The Nagoya Subway system is clean and efficient and goes to most points in the city. The lowest fare is 200 yen, and depending on which station you are going to, rises to 320 yen. If you have any trouble figuring out the fare, just buy the 200 yen ticket, and pay the extra amount to the wicket person at your destination. Click the above tab for the Nagoya Subway map in English.


The Nagoya Bus system covers most of the city - but unless you can read Japanese or know the area it's not recommended to ride a regular city bus as it can be confusing about what station you are at. Taking the Subway or trains, and then a taxi if necessary is probably your best bet.


Nagoya Taxis are usually clean and efficient. The minimum fare varies from around 600 yen for the first two kilometers and rises rapidly afterward. A meter box displays the amount, and you can ask for a receipt upon arrival. Drivers are always white-gloved, invariably courteous, and usually take the most direct route. Sometimes late night taxis tack on a small percentage.


The most convenient way to Nagoya Airport 'Centrair' is to use the Meitetsu Airport train line, which gets to Nagoya Station in just 28 minutes (Price 870 yen). Along the way it also stops at Kanayama Station (15 minutes, 790 yen) and Tokoname station (10 minutes, 300 yen). There are several trains every hour throughout the day.

Going by Airport Bus is also an option. To Downtown Sakae it takes an hour or so and costs 1500 yen - stops are made at several hotels in downtown Nagoya, finishing at Nagoya Station.

Taxi’s from the Nagoya airport are about 7000 yen for the one way trip into Nagoya.
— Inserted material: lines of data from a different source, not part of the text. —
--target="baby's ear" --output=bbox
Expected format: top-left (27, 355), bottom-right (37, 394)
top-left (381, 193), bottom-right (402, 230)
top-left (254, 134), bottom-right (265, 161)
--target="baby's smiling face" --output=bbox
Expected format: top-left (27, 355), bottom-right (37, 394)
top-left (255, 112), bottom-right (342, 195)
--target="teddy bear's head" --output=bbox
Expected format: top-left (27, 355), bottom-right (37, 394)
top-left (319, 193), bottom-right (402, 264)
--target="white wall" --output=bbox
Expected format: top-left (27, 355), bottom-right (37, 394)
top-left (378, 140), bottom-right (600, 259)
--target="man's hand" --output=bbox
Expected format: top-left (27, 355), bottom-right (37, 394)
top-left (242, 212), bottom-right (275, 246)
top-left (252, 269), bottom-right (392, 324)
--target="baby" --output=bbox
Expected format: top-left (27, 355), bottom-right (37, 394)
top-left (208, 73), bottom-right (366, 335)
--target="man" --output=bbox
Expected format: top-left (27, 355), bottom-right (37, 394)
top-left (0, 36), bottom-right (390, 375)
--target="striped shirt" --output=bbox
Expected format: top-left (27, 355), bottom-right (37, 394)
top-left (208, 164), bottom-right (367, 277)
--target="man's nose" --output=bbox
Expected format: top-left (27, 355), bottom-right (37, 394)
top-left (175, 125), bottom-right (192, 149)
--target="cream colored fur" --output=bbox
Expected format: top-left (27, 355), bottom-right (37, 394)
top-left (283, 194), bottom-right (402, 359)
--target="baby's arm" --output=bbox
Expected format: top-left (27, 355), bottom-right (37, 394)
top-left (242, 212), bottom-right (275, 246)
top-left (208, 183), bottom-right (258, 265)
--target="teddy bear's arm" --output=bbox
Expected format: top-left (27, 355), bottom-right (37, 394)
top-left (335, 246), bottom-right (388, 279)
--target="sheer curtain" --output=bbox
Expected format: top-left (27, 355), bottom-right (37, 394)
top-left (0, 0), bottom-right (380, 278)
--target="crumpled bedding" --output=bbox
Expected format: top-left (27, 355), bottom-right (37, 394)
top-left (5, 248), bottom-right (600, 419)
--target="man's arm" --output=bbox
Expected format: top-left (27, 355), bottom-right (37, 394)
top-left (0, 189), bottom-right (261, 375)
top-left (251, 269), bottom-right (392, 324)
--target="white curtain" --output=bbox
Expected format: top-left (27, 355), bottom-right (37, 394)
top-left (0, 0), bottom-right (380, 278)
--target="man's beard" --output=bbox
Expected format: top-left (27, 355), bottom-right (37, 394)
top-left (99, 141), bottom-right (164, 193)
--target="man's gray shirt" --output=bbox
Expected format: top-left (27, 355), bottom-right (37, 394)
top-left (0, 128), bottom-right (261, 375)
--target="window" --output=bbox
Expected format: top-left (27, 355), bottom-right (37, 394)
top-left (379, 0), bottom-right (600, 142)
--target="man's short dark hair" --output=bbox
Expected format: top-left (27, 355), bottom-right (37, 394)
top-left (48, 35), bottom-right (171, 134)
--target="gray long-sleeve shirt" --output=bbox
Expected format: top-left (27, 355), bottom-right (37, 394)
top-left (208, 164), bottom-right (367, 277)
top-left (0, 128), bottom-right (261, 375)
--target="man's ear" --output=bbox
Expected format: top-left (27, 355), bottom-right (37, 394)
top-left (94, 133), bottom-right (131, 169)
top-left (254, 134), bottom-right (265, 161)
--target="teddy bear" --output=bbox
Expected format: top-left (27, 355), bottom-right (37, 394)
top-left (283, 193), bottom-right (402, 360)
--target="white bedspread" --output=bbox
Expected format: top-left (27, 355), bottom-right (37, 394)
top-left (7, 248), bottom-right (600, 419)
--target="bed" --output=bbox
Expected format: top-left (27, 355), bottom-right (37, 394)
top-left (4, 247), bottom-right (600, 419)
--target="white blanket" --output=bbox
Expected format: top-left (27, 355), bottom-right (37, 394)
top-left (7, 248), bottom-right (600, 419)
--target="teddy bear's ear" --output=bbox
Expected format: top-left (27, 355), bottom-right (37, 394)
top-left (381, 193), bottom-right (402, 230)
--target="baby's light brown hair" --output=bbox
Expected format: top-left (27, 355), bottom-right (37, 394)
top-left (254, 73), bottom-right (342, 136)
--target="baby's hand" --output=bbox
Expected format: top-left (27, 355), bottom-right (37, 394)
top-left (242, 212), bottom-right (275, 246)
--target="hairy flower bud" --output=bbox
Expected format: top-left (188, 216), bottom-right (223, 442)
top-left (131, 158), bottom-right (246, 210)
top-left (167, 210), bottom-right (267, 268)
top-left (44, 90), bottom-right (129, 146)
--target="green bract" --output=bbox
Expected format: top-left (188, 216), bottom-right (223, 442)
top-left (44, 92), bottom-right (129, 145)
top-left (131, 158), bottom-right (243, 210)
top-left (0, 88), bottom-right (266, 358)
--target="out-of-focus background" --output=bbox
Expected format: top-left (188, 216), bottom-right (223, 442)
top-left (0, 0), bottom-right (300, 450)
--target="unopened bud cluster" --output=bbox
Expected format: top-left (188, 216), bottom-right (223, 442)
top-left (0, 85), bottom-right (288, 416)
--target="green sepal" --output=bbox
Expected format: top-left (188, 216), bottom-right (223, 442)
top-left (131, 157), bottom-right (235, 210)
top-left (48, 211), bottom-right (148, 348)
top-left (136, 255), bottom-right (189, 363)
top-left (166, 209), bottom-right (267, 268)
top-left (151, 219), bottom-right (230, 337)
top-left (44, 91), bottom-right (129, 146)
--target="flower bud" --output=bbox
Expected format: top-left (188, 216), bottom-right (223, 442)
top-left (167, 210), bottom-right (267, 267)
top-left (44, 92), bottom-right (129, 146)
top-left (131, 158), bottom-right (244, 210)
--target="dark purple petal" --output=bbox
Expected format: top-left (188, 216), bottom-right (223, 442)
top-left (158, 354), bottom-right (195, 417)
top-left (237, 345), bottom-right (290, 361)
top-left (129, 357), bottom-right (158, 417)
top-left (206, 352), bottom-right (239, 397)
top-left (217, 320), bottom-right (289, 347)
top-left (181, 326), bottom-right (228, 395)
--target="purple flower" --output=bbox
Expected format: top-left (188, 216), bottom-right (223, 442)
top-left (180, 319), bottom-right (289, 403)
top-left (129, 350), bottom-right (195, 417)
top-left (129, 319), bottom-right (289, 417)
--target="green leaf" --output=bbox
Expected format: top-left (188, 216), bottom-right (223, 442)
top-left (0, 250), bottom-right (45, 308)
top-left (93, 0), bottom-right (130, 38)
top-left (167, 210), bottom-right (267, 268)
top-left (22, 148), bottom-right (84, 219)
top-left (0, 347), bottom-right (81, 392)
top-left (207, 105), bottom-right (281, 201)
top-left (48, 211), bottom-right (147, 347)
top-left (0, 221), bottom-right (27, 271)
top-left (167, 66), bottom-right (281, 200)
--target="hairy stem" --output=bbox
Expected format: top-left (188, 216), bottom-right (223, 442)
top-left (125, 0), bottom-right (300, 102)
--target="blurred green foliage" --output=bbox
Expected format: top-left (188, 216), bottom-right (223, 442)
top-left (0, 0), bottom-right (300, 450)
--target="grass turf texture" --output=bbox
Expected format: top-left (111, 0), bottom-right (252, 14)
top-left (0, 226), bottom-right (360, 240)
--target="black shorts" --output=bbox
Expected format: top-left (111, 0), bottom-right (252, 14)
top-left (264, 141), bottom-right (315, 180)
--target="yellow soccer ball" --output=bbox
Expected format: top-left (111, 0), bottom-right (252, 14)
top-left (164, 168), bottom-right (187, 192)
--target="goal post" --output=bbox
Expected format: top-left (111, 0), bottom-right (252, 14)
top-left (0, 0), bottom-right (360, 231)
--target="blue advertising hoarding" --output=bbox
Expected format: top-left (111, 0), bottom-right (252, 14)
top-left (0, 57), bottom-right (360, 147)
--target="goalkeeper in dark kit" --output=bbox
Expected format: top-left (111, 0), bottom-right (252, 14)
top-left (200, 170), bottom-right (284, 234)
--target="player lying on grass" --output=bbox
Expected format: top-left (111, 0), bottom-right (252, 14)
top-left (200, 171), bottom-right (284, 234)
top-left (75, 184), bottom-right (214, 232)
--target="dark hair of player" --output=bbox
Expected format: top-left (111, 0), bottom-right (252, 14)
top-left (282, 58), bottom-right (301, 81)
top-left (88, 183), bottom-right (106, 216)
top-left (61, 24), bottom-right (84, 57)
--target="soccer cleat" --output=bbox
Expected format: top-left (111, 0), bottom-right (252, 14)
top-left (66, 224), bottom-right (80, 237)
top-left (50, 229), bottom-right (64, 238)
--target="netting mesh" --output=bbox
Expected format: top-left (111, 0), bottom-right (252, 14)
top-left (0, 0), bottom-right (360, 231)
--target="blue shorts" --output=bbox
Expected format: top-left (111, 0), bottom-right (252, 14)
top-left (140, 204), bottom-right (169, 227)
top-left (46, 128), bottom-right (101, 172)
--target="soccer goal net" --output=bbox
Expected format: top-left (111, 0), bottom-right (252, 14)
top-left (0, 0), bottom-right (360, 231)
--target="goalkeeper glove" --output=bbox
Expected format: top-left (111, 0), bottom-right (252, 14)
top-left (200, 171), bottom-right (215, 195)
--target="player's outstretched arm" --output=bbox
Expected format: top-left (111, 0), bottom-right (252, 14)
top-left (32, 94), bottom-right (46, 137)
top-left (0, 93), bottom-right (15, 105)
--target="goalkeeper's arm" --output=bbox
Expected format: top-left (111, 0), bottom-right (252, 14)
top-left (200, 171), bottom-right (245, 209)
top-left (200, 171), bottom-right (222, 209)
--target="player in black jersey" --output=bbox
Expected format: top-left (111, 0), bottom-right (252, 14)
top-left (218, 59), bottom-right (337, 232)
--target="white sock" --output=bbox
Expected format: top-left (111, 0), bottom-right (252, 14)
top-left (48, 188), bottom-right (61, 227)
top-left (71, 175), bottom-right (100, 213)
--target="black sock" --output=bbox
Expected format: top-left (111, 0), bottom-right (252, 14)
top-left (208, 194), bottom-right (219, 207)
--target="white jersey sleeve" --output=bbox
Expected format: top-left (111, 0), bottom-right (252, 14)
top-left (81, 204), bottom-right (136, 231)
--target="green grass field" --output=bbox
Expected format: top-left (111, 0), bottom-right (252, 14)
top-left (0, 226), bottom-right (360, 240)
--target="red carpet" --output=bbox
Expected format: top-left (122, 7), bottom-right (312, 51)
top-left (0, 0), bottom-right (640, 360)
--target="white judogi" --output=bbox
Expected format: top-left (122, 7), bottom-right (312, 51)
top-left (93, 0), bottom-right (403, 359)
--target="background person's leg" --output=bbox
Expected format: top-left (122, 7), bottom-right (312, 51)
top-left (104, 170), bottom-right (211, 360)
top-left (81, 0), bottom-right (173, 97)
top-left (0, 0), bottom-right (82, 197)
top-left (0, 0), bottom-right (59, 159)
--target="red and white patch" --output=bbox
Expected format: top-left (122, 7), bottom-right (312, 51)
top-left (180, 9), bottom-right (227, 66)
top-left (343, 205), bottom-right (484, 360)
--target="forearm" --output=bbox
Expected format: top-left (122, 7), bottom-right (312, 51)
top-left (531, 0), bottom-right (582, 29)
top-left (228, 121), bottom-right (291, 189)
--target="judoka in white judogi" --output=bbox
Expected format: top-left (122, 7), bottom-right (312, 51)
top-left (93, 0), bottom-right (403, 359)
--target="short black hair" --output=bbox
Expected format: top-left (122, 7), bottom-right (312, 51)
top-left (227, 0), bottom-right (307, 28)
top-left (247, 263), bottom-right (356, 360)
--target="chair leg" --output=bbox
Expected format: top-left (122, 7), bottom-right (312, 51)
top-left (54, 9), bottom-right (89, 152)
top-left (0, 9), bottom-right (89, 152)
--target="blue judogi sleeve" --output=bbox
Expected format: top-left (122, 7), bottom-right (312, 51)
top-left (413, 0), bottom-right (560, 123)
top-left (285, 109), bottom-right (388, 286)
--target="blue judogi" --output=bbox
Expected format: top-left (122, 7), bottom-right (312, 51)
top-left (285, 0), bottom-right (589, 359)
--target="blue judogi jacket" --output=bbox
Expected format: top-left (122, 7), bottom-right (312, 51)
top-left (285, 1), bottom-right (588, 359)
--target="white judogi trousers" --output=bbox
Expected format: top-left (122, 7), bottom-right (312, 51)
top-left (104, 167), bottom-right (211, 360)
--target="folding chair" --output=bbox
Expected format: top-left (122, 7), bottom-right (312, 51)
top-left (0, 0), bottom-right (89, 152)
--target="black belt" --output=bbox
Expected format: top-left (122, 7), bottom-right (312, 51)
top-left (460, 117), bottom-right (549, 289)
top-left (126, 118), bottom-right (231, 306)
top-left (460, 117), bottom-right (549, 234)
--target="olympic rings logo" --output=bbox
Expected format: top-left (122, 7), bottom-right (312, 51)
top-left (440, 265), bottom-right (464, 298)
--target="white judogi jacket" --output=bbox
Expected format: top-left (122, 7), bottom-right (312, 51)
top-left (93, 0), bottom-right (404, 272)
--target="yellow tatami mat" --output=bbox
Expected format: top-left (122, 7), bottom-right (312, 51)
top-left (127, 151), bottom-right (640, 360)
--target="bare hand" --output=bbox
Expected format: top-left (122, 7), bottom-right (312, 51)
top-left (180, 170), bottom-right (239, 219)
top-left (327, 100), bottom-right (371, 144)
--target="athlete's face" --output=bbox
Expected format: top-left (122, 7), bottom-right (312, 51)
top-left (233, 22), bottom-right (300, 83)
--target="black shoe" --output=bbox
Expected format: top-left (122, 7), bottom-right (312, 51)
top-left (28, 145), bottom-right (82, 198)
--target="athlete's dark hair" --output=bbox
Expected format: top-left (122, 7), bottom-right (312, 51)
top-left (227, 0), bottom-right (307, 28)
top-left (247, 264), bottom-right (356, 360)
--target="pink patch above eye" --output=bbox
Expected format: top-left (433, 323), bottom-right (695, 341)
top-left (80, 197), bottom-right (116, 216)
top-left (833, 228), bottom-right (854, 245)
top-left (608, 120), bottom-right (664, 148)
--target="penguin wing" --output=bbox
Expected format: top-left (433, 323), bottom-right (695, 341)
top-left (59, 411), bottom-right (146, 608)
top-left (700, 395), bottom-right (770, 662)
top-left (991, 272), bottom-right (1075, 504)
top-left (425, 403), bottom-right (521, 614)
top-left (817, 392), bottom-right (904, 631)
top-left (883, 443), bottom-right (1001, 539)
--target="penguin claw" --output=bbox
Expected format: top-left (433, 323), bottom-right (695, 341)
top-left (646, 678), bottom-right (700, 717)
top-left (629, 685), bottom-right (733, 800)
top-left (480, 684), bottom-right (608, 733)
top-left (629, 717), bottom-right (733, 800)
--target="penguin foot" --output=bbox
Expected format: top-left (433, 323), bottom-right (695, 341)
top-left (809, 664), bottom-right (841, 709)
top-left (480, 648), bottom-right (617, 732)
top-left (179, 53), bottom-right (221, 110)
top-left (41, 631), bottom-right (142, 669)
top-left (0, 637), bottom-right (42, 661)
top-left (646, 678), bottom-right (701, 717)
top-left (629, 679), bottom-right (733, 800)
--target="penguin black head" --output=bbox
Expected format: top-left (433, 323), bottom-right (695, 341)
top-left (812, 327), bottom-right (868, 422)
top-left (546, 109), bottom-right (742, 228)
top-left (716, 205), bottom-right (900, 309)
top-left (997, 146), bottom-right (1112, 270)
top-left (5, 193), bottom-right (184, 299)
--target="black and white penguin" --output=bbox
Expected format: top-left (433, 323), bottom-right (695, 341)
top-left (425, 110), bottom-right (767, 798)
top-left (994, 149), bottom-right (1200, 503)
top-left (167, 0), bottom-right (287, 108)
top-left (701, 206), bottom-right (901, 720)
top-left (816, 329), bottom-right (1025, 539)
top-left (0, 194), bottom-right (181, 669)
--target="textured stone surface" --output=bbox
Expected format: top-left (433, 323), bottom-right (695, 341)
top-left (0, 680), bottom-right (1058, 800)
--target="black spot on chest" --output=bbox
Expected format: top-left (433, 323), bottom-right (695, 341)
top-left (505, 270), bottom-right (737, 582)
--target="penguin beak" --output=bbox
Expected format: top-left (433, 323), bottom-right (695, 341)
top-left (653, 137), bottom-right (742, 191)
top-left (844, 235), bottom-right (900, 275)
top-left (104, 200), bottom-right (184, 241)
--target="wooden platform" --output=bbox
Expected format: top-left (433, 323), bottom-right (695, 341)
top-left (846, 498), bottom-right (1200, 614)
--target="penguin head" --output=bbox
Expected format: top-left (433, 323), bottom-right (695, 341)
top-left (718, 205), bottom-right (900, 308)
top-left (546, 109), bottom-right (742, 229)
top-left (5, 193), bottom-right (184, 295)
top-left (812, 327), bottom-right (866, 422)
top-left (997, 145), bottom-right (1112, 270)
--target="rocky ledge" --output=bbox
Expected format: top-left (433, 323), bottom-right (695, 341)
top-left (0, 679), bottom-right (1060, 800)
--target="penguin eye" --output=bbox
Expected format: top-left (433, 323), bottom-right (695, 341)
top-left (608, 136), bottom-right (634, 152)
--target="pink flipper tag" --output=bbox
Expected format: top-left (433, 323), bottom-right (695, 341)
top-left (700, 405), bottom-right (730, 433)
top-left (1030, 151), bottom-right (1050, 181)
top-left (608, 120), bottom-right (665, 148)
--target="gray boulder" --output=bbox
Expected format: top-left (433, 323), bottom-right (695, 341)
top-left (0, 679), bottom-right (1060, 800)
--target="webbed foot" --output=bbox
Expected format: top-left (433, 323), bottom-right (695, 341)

Train travel to any other major city in Japan probably means using the Shinkansen, the bullet train. All Shinkansens depart from Nagoya Station every 10-15 minutes North toward Tokyo, and South toward Kyoto and Osaka throughout the day.

The most convenient way to buy a ticket is at the electronic windows near the center of Nagoya Station. There is an English display option. The screen shows whether reserved seats are open (a circle), or full (an X mark). If almost full, there is a triangle mark. The reserved seats are worth the small extra amount as the open seating sections are usually full.

On the ticket, your carriage number, row number, and seat letter are indicated. Be sure to hold on to your tickets, as a conductor will check during the ride, and you need them upon exiting at your final station.